I've been teaching guitar online for the last two weeks to about 50 students, and I've used different systems, because it turned out that there's no single system that works in practice for all students. However, I mainly use browser based systems, and on average they work fine.
I've also encountered the first problem you describe, namely the deterioration of any sound other than speech. This has nothing to do with the system you use. It can happen on skype or anywhere else. It has to do with the device on the other end of the communication link. Some devices try to detect speech and suppress anything else, which they classify as noise. Depending on the system, there may be an audio setting that allows you to switch off that "optimize for speech" setting, but how and if it is possible at all depends on the system, the drivers, etc. In general, unless the student is handy with computers, you're out of luck in such a situation. Now, this only happens when the student uses the built-in mic (or a mic directly connected to the computer via the analog audio input). If you can convince the student to use a USB-mic or to connect a mic via an audio interface the problem will be solved.

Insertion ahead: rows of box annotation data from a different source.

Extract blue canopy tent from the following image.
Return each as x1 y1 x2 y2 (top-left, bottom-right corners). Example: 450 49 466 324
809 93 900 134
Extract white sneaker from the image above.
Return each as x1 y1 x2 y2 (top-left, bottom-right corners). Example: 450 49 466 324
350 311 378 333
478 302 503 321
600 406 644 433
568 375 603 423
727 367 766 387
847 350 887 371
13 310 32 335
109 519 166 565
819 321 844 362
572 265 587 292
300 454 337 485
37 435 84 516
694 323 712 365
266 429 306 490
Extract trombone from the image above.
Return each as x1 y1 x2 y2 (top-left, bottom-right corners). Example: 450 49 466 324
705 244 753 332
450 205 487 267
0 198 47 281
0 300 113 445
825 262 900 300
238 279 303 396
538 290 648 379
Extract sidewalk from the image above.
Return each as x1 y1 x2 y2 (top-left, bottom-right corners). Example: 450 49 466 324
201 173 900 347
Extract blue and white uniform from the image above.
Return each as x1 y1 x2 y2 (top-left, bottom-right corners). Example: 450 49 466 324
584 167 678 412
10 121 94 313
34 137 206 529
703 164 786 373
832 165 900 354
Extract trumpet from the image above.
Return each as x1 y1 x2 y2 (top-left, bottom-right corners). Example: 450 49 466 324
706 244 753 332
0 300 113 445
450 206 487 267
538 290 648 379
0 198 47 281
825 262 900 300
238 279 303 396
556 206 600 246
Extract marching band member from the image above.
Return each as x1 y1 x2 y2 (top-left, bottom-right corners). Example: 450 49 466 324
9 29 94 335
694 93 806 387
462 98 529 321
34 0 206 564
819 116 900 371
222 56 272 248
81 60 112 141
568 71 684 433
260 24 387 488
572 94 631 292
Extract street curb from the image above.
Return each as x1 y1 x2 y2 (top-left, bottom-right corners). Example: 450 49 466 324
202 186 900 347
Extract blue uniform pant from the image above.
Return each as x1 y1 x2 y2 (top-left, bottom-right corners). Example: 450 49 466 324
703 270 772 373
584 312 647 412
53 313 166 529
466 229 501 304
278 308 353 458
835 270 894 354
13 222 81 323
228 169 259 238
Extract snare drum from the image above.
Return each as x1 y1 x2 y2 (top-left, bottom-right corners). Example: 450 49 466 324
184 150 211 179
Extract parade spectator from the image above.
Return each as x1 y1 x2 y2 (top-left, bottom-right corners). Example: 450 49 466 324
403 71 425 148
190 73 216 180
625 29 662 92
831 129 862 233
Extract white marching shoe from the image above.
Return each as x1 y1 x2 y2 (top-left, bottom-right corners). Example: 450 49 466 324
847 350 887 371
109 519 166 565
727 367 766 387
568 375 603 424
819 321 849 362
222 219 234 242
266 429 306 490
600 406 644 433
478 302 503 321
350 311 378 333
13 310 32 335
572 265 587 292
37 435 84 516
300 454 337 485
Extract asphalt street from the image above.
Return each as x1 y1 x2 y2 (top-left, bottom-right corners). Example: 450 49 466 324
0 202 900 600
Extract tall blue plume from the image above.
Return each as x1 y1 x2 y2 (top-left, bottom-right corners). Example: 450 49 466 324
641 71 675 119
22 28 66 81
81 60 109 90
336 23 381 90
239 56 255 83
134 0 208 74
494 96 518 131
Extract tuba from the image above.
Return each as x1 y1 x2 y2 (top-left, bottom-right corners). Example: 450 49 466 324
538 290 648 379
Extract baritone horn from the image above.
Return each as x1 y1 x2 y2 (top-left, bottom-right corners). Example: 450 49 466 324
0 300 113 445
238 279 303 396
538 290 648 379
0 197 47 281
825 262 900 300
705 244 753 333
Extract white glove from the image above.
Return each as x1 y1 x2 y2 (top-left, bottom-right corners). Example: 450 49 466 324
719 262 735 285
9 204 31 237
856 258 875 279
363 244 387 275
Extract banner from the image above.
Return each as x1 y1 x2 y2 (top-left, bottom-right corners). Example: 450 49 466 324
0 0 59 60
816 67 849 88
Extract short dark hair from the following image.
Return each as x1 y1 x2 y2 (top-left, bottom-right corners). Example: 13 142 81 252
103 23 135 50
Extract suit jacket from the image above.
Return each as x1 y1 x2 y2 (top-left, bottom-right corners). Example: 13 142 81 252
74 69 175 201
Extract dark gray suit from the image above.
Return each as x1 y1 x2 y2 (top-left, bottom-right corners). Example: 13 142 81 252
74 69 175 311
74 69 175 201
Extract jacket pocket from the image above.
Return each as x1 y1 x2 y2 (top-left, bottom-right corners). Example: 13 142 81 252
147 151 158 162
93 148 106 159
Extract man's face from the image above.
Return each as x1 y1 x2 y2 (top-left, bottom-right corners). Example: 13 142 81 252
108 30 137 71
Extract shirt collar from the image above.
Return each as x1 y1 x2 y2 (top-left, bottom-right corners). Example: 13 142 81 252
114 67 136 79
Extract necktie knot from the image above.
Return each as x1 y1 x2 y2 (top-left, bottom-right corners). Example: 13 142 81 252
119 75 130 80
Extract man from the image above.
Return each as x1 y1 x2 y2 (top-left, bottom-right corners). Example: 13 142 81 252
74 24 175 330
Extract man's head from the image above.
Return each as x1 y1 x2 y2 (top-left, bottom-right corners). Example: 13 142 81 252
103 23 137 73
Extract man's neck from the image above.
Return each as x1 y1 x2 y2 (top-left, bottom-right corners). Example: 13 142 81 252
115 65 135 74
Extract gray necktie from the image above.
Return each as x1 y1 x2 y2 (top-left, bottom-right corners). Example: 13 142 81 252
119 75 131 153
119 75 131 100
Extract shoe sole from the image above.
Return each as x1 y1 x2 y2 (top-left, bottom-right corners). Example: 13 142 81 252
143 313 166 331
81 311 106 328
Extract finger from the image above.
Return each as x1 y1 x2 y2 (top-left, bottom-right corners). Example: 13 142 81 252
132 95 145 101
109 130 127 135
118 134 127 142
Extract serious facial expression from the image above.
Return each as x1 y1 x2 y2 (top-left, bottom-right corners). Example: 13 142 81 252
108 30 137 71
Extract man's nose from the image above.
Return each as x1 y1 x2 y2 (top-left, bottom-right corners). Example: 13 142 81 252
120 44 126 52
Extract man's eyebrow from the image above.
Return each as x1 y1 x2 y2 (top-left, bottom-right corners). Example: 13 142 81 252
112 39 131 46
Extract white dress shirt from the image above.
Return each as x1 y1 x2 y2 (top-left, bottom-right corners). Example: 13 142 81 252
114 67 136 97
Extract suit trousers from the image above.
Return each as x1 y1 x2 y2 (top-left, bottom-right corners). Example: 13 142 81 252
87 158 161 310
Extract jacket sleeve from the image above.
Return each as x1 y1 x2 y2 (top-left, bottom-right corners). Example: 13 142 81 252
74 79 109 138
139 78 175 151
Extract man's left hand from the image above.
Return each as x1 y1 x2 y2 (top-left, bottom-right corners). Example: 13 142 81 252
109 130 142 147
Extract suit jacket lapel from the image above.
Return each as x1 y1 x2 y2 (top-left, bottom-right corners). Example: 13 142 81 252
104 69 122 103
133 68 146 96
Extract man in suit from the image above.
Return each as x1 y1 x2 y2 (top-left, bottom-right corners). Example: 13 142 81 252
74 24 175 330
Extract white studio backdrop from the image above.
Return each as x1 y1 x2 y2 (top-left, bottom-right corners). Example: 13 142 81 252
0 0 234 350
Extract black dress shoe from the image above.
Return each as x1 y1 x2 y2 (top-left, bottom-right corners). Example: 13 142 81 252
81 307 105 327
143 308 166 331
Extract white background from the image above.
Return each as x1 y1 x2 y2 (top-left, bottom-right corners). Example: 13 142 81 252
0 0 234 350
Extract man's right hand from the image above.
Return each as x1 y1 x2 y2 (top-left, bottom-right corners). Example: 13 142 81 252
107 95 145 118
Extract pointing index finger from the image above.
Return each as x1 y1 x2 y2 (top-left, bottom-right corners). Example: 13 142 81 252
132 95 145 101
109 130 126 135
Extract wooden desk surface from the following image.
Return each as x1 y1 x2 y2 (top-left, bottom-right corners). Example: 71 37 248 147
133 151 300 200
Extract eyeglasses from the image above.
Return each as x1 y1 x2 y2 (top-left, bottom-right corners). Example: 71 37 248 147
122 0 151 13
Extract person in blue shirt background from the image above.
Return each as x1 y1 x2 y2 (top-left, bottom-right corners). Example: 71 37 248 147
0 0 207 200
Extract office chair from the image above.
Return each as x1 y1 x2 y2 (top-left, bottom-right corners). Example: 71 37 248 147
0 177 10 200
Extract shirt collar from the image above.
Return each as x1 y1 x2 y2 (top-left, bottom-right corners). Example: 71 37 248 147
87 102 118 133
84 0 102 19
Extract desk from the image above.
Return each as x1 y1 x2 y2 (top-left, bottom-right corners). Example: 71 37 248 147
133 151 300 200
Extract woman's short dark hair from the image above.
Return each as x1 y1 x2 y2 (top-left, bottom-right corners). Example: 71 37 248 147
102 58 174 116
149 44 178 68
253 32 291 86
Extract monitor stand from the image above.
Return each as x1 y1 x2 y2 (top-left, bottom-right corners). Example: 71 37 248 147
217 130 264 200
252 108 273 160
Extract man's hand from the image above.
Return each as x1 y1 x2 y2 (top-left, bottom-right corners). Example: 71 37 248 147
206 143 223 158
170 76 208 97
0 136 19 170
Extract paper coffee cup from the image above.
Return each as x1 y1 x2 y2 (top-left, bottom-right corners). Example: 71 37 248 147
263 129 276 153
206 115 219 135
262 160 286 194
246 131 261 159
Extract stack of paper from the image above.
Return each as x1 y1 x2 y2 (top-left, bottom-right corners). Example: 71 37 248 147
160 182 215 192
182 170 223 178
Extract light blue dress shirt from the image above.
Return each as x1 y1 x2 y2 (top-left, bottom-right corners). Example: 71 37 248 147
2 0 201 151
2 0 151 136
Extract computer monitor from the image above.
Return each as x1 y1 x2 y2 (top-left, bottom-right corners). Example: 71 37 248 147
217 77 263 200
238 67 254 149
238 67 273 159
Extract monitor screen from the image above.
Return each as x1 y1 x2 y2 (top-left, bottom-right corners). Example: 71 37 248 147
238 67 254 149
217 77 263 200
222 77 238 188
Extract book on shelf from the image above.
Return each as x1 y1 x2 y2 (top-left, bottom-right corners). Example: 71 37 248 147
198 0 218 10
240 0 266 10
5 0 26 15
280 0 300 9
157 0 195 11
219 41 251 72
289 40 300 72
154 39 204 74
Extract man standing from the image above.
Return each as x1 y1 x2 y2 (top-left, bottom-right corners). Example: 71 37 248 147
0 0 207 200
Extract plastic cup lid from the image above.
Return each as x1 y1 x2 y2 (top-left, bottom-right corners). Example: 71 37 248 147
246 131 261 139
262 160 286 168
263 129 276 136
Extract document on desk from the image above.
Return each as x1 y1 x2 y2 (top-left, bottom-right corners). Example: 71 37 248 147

As for delay/latency, that's inherent to internet communication, and you can't get rid of it. As far as I know, there is no simple way to actually play/sing together in such a setting. Of course, the teacher can play an accompaniment and the student can play/sing along, but the teacher won't be able to hear if the student's timing is correct. One way to fix that is to send a recording to the student, have the student play it back during the lesson while she/he sings/plays along. In that case it's possible to judge timing and phrasing because both sounds are fed back in sync via the student's mic.